若这条路不通,那过几年,无论如何也要拿下术法灵植师文书。届时货真价实的一品灵植师身份,当能助他挣脱这资源贫瘠的灵植堂樊笼。
“如何?”
秦风点头揭过归程细节,单刀直入,“此番……成了?”
“尚算顺利。”
陆尘心知他问什么,亦无意隐瞒。灵植堂的反应即将公之于众,遮掩徒劳。
所幸秦风并非愚钝之辈。领会陆尘未言之意后,他只意味深长地看了对方几眼,便如常埋首用膳,不再多言。
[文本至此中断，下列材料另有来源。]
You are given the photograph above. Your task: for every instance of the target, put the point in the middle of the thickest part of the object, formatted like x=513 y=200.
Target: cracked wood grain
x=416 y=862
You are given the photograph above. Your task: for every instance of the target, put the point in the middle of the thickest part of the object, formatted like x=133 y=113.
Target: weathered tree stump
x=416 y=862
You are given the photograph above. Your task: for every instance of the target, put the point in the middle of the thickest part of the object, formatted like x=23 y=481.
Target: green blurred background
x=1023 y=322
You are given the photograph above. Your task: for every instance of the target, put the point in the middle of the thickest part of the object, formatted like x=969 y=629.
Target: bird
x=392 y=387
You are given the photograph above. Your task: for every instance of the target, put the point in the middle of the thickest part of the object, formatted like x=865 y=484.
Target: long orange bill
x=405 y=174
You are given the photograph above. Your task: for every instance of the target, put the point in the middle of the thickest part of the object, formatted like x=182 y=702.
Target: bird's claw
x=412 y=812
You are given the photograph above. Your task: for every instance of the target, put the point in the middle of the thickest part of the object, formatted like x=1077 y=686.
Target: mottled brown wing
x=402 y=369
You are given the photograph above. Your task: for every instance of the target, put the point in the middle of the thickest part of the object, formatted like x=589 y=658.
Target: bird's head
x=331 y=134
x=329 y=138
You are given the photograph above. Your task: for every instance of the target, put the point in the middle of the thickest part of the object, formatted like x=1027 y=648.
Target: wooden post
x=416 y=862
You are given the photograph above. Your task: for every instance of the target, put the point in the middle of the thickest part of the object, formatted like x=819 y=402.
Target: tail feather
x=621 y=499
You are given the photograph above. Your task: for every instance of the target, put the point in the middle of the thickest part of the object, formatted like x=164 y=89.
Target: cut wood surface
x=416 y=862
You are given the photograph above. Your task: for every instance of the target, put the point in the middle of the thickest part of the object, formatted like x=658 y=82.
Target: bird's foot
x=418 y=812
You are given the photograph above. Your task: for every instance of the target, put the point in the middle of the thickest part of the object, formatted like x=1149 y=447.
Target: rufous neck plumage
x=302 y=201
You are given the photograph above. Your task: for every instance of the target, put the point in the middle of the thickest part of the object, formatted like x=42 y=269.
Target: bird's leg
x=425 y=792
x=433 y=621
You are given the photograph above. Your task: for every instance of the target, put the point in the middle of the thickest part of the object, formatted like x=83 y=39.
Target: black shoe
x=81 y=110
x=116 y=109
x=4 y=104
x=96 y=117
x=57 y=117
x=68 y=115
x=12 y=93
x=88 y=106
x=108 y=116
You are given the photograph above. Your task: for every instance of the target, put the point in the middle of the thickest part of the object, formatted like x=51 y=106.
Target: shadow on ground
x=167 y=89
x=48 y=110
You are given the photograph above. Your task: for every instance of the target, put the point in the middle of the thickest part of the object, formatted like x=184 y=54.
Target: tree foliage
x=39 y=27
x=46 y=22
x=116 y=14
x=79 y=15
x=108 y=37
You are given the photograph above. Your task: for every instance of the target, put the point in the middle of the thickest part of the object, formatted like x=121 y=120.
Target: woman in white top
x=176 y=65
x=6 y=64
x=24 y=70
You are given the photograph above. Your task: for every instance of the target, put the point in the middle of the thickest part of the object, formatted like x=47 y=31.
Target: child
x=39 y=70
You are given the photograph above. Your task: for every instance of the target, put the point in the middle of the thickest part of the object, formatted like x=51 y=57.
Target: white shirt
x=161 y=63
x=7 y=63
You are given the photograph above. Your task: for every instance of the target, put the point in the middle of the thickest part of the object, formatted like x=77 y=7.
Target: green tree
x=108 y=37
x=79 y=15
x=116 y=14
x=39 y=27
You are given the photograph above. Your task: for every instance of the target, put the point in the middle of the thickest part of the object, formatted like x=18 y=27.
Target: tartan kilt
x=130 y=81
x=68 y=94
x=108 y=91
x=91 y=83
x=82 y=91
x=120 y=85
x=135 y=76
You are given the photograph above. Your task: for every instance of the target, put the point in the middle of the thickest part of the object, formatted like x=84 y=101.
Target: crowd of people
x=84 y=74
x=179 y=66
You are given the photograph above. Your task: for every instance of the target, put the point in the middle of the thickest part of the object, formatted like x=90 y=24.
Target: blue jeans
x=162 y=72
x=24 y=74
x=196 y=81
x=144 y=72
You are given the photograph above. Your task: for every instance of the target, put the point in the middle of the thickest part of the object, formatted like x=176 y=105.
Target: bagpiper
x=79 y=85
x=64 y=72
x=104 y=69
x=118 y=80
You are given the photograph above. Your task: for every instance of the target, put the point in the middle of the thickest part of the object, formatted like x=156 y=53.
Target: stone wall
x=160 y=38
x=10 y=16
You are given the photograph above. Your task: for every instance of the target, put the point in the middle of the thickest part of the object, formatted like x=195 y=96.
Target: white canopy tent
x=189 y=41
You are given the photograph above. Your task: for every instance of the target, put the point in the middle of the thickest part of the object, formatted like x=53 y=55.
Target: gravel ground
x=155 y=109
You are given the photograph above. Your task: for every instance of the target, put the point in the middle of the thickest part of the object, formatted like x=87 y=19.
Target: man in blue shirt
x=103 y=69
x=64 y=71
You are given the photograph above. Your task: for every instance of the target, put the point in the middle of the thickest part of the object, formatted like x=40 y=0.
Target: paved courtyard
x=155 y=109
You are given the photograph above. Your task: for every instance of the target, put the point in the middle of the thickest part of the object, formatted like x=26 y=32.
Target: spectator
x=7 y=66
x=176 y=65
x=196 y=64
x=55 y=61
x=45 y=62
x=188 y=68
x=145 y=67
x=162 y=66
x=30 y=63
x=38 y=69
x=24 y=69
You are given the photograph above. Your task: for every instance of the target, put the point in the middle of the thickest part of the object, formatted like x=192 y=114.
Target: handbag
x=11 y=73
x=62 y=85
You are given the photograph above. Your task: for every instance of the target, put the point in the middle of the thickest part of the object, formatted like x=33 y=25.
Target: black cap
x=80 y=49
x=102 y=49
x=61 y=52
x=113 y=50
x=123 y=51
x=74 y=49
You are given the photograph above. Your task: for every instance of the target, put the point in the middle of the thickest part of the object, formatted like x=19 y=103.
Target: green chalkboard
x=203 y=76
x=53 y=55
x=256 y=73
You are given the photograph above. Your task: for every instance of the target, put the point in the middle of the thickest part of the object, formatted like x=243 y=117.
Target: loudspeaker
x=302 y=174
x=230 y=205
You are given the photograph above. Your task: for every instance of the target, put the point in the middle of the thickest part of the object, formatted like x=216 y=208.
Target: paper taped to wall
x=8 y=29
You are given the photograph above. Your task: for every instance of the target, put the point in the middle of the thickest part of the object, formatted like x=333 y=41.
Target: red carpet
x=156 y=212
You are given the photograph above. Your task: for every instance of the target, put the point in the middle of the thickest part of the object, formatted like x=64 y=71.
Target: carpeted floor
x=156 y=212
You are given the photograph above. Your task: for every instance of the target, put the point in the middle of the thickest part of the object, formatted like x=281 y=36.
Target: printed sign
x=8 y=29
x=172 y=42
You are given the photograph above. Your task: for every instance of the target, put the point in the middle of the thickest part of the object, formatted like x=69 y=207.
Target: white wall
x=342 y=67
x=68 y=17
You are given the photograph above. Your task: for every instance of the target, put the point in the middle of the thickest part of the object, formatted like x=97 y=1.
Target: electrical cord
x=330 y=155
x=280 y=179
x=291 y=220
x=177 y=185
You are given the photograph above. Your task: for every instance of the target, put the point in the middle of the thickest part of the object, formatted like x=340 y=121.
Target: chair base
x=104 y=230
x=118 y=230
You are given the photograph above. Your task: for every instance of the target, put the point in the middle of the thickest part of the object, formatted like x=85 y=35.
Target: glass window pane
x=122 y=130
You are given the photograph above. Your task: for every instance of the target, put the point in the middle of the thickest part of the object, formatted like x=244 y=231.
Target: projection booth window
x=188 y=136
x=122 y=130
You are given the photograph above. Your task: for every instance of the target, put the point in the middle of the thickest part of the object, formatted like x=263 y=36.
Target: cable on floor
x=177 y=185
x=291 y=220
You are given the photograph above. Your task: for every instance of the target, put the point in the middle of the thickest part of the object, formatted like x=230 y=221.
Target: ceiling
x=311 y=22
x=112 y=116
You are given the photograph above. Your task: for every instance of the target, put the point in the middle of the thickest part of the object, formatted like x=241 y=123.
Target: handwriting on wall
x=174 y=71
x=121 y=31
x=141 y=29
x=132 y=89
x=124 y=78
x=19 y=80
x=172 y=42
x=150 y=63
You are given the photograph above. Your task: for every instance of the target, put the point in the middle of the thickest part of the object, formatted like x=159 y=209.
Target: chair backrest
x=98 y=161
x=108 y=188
出得膳堂,秦风径自折返传功堂。对陆尘而言,传功堂已无必要再去——此亦是他身为理论灵植师的一份底气。
“陆尘,随我来。”
没行几步,便遇王勇迎面而来。闻其声,陆尘心下一动,面上却不动声色,依言跟上。
“院长着我问你,”王勇开门见山,“此事是欲大张旗鼓庆贺,还是仅贴一纸告示公示?”
他随即点明关键:待陆尘正式领了预备教习身份,才算真正扎根灵植堂。
此身份一旦录入王朝履历,纵日后他处任职,“神泉府灵植堂”亦是其出身印记。
这亦是院长破格提前授予此职的缘由——按常例,任命文书需呈送神农殿核备,下月方能生效,相关资源亦由神农殿下月统一拨付。
眼下这月的份例,已是灵植堂自掏腰包了。
“贴张告示即可,无需铺张。”
陆尘略作思忖,答得斩钉截铁。风波在所难免,但告示激起的涟漪,终归小些。
“如此甚好。”
王勇颔首,随即转身前行,“随我去更换预备教习的玉牌。玉牌一换,你便算是正式自灵植堂结业了。”
他步履微顿,声音里带了几分自嘲,又难掩一丝得意:“说来惭愧,我实未教导你多少,倒平白占了这天大的便宜。”
“教习言重了。”
陆尘步履平稳地跟在其后,语气淡然,未见波澜。